Background Currently, there are some known drawbacks in Greenplum DB: 1. The cluster has to restart while adding more segments because the hash algorithm mapping tuple to segment is not monotonic: we have to change tables’ distribution_policy and re-distribute all the data(will lock the table in Access Exclusive Mode) and then change tables’ distribution_policy back. Very huge cost. 2. Data is stored on each segment. Although we add support for replicated table, we still can make data distribution more flexible, like data is distributed on some user-specific segments. 3. Gang size is always 1 or equal to N(the number of segments). This may lead to two problems: a. We might spawn too many processes in the system which might cause workload problem b. We are not able to spawn more processes for computation to improve the performance
Goals We want to make data distribution more flexible in Greenplum DB, so that: 1. Elastic Expanding: Database is available while expanding GPDB cluster. This will benefit Greenplum on Cloud. 2. Elastic Storage: Data in a table does not need to be distributed to each segment 3. Dynamic Gang Size: a. High Concurrency: we do not need to spawn so many processes when data is only distributed on several segments and the system’s workload is hight b.
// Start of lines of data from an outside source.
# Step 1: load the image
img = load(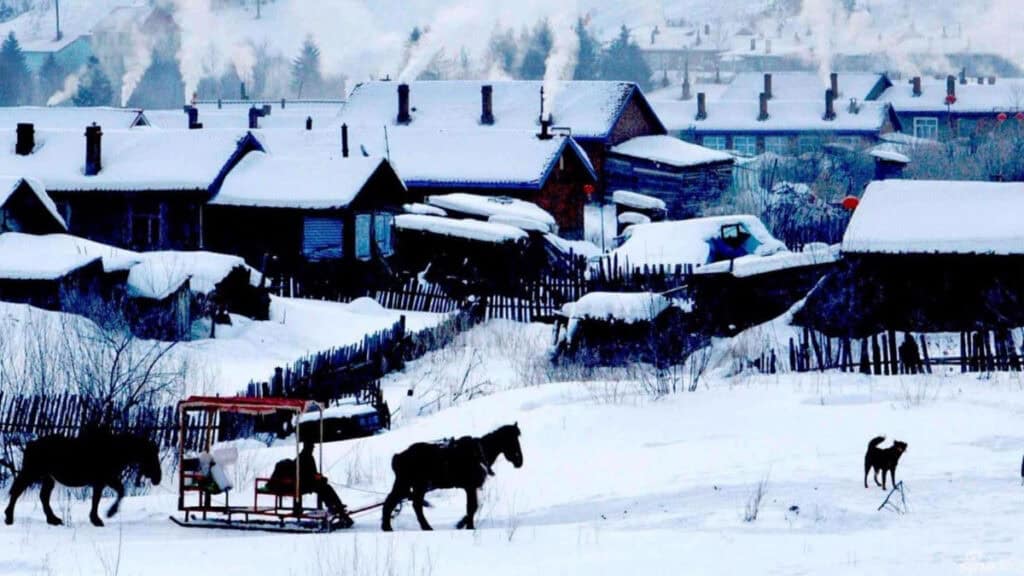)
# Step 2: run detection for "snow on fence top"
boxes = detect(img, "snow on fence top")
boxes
[611,190,666,210]
[426,193,557,232]
[562,292,670,324]
[611,215,785,268]
[611,136,733,168]
[843,180,1024,255]
[0,176,68,230]
[394,214,528,243]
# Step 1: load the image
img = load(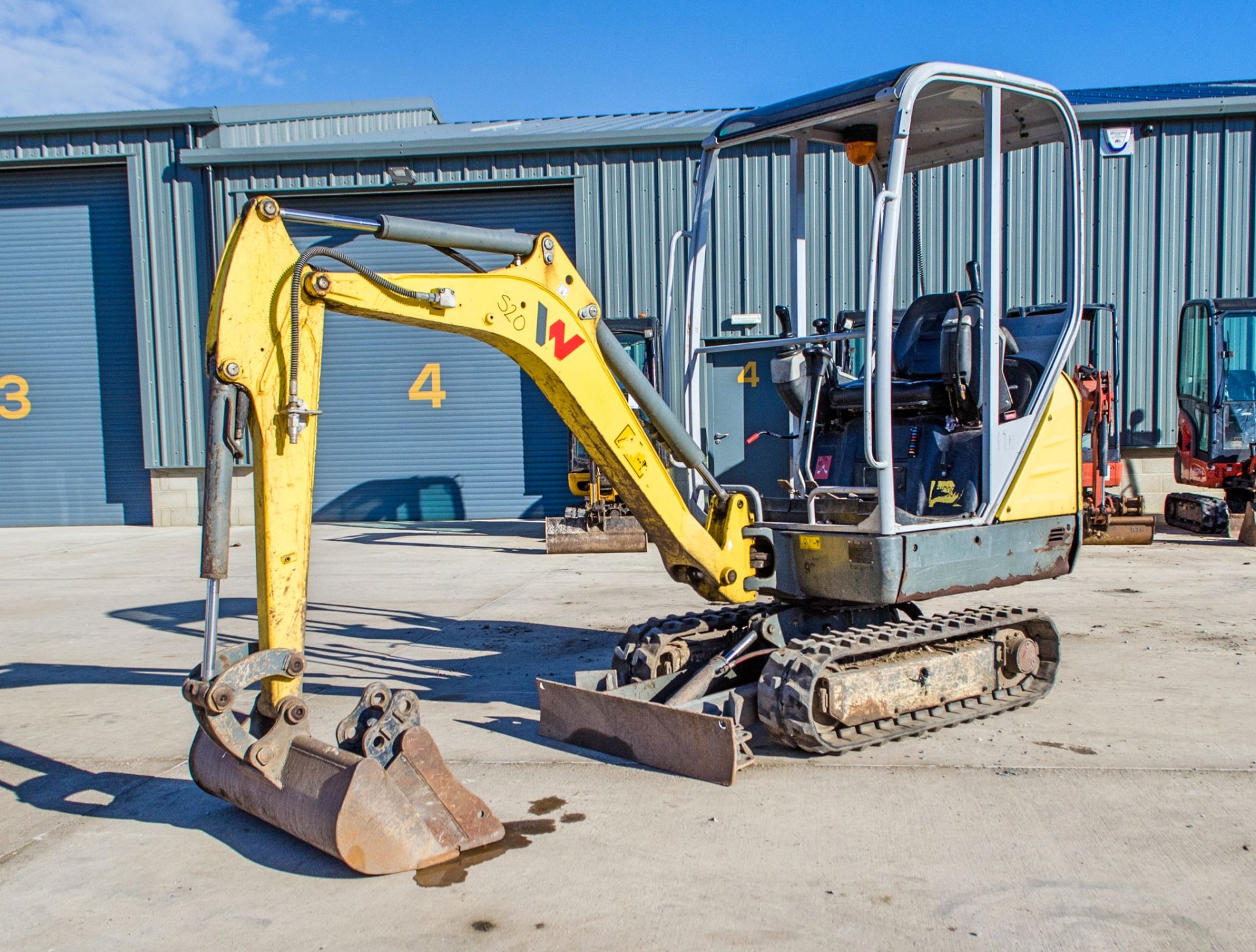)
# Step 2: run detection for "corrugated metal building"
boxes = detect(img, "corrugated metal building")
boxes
[0,83,1256,524]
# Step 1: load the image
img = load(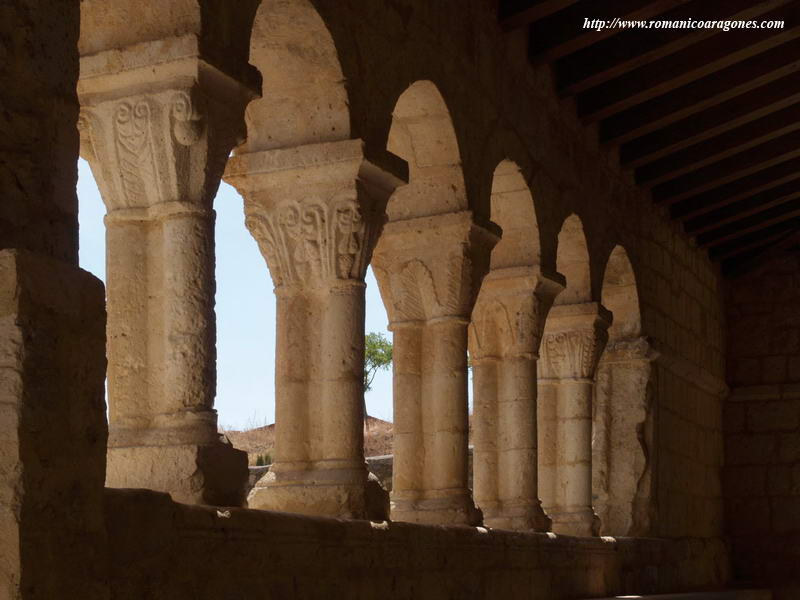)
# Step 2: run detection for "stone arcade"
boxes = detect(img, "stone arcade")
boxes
[0,0,800,600]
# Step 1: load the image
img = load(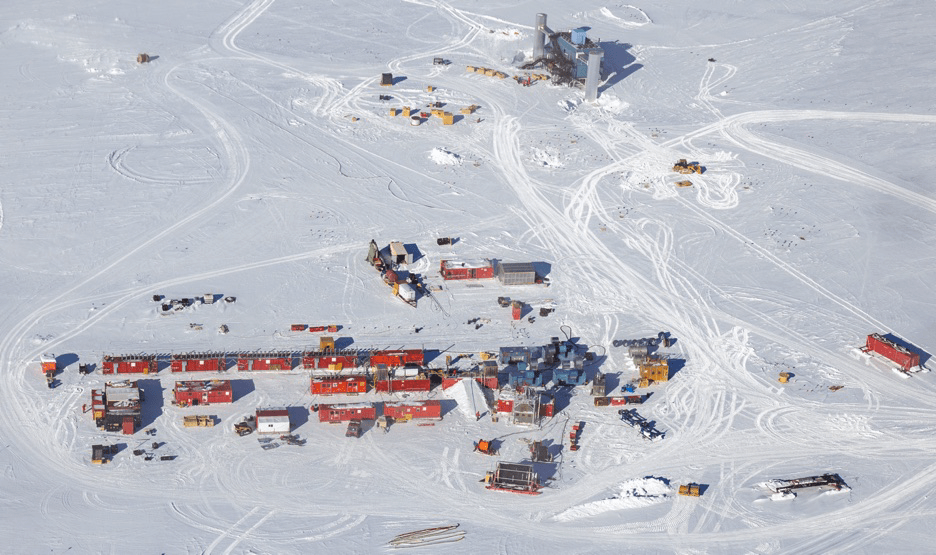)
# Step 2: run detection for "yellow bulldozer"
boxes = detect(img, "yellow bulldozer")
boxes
[673,158,702,173]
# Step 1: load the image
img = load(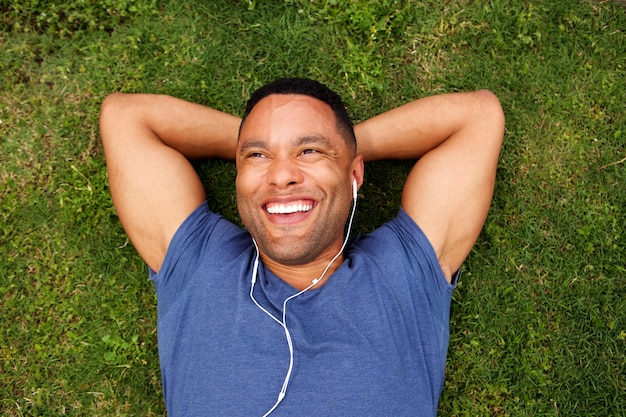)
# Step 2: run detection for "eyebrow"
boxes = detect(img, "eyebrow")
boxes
[240,135,335,153]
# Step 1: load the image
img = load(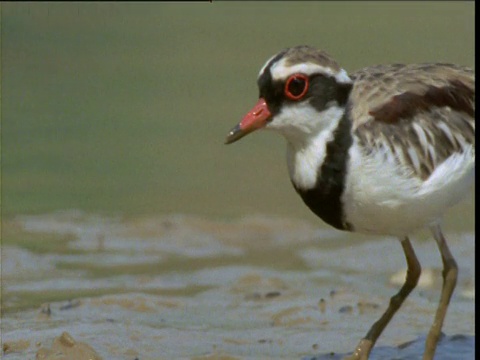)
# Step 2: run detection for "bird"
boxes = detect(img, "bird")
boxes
[225,45,475,360]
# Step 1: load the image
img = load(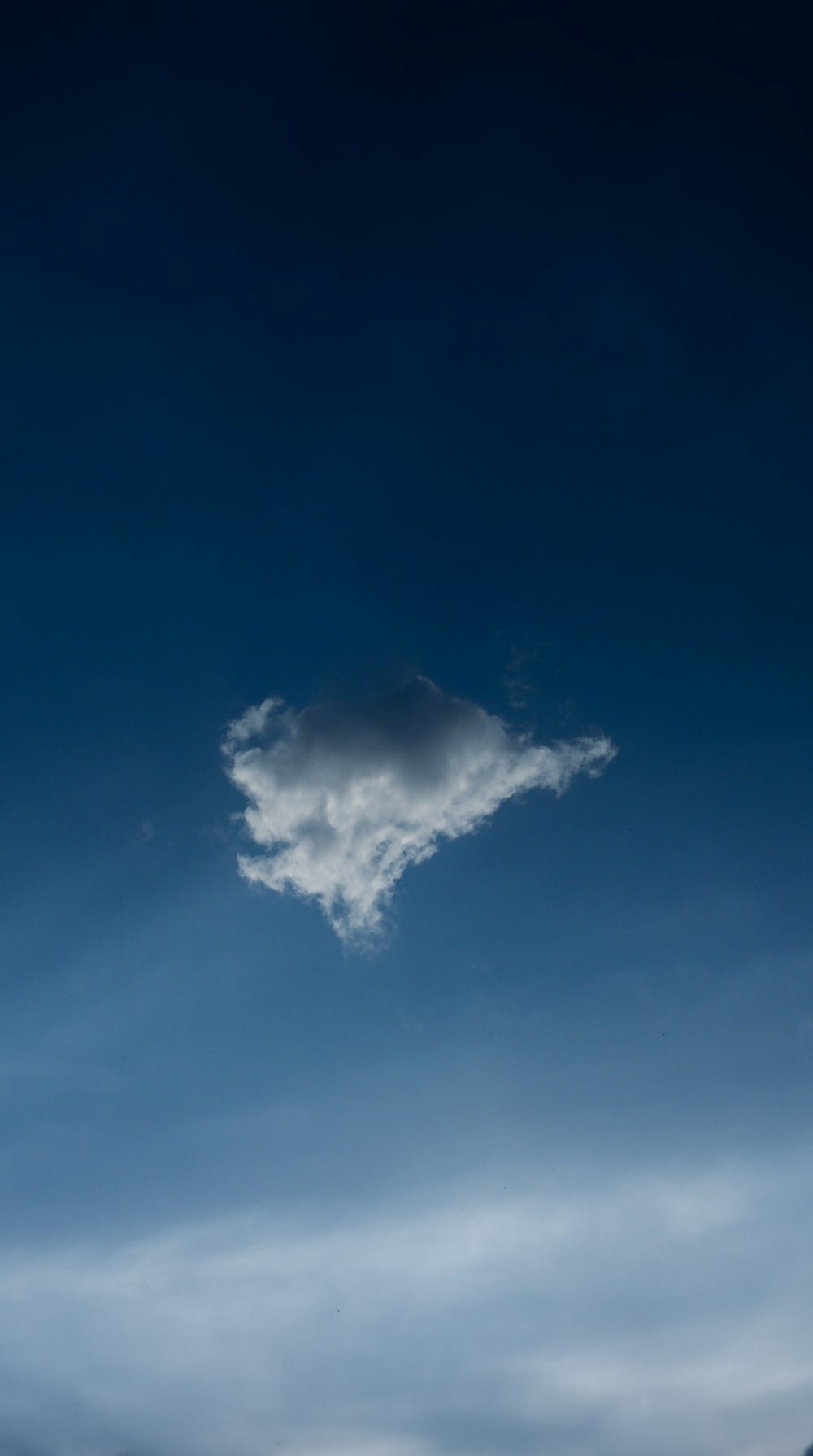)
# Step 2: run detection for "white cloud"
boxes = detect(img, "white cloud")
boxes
[223,677,616,937]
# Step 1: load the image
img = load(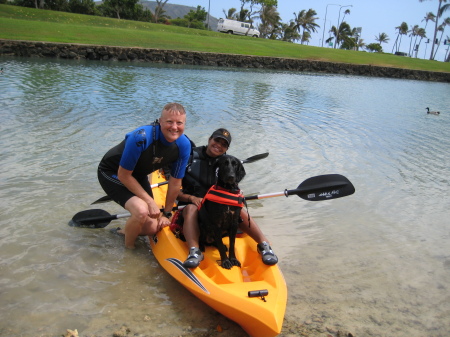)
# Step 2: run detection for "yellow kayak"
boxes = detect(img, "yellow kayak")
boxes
[150,171,287,337]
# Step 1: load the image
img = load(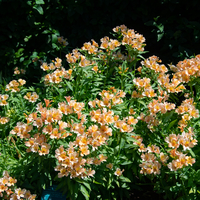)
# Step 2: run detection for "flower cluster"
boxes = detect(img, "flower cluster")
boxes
[24,92,39,103]
[0,116,10,124]
[175,98,199,131]
[0,171,36,200]
[14,67,26,74]
[0,94,9,106]
[89,87,125,109]
[169,55,200,83]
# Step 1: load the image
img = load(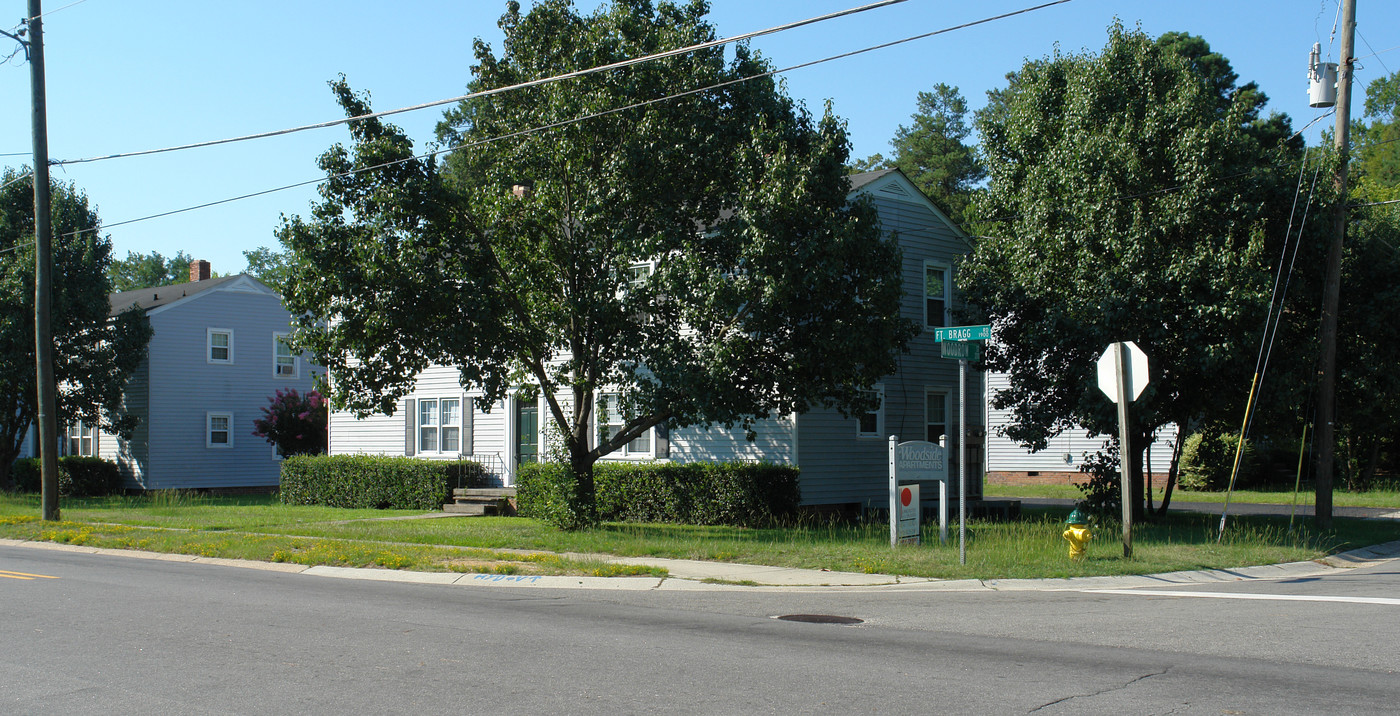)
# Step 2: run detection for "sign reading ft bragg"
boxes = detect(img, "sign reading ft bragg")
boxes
[934,325,991,340]
[895,440,948,482]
High Performance: we can get computing performance gain by spawn more processes in a gang to do computation 4. Cloud support: it will become much easier and better to run Greenplum on Cloud Platform with above elastic capability
Important Features and the Implementation Region: New Data Distribution We introduce a concept “region” to make data distributed more flexible and show that we could achieve the above goals by implementing region correctly and efficiently.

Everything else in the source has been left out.